We continuously monitor our systems for security weaknesses using automated tools like Snyk and Dependabot, with all findings logged for remediation. Each vulnerability is triaged within 24 hours and assigned a priority level with a strict Service Level Agreement (SLA), requiring critical issues to be fixed within 24 hours. The entire lifecycle is documented, and resolution is achieved through a direct fix, confirmation as a false positive, or an approved exception with mitigating controls. Please refer to vulnerability management for more information.
Can customers run their own pen‑tests?
Yes—please run penetration tests in self-hosted deployments.
Customer Controls & Shared Responsibility for Self-hosted Langfuse
Which obligations stay with the customer when I am self-hosting?
Endpoint security, webhook endpoint hardening, backups, monitoring, and IAM hygiene on your side remain your responsibility. See security overview for more details.
How should my backup strategy look like when I am self-hosting?
We have a full guide around backups available to enable zero dataloss backups. See the backup guide here.
Does Langfuse offer a managed Langfuse instance in my VPC?
While we can offer support in the Enterprise tier, we do not operate installations on customer infrastructure. If self-hosting is not possible, we recommend using Langfuse Cloud.
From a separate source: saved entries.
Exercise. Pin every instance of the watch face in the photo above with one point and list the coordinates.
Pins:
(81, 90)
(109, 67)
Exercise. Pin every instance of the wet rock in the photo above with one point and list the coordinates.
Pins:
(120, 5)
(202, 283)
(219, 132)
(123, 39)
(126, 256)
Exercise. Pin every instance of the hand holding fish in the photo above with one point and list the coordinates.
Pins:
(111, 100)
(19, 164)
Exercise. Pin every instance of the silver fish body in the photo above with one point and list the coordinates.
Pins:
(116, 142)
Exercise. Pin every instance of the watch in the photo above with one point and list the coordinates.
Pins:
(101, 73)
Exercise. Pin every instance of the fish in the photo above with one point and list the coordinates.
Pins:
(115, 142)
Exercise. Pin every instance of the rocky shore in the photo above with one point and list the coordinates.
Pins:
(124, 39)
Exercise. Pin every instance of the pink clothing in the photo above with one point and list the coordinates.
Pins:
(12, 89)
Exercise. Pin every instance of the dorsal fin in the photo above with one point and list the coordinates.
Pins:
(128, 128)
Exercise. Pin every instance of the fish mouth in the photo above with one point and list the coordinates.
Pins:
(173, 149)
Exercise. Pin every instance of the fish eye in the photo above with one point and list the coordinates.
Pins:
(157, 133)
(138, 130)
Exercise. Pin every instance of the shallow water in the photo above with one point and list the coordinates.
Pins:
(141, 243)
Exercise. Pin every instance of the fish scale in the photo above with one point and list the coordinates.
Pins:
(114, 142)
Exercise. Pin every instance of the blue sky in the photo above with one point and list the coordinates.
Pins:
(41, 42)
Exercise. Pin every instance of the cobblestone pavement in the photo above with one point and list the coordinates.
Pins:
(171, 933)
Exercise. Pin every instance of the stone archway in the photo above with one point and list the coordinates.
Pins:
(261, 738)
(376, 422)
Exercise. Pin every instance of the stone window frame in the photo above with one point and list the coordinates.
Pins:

AI / LLM‑Specific Concerns
Does Langfuse store PII or trade secrets from prompts?
Langfuse stores the data as-is. You can redact sensitive data via data masking.
Can long‑term retention be disabled?
Yes. While data is stored indefinitely by default, you can configure custom data retention policies per project.
Is prompt/trace data ever used for benchmarking or training?
No. Langfuse does not repurpose customer data for external benchmarks or model training. See security overview for more details.
Do you ever use customer data to train models or analytics?
No. Customer traces and prompts are processed only to provide the Langfuse service and are never used to train internal or third‑party ML models. See security overview for more details.